The power of interesting

I think we’ve all seen the movie about the ad agency that starts telling the truth only to find that business booms. Funny then how fiction turns to fact with news that in 2010, Domino’s US same-store sales rose 9.9% in a market where 1%-to-3% growth is closer to what’s generally expected.

And the way they did it, according to Time, was by publicly trashing their old product, and encouraging consumers to check out the improvements they had made. That, it seems, got people back into the shop, intrigued by the admission and keen to taste what had changed.

On the face of it, as I’ve said, this looks like a case for more truth in advertising, and of course to some extent it is. But I’m not certain that’s why the campaign actually succeeded – and I certainly don’t think it’s an approach that Domino’s could use again to such marked effect.
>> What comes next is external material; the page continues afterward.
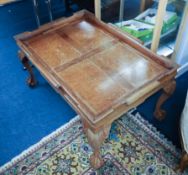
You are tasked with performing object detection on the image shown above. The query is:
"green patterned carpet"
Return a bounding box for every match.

What this story shows me, and what Susan Bonds’ speech reinforced last week, is that a generation notorious for its inattention will pay a lot of attention to things that attract and keep their attention. The truth worked for Domino’s because it got attention. And it got attention because it was interesting and the new product was interesting.

Maybe that’s how we should really analyse retracting brands: not so much as companies that have lost market share but as companies that have lost market interest. That explains of course why established brands die. They become so cautious, they literally die of boredom in spite of multi-million dollar media schedules and aggressive discounting.

As marketers I think we’ve generally been taught to over-estimate awareness and under-estimate curiosity. As the composer John Cage once remarked, “I like being moved. I don’t like being pushed.”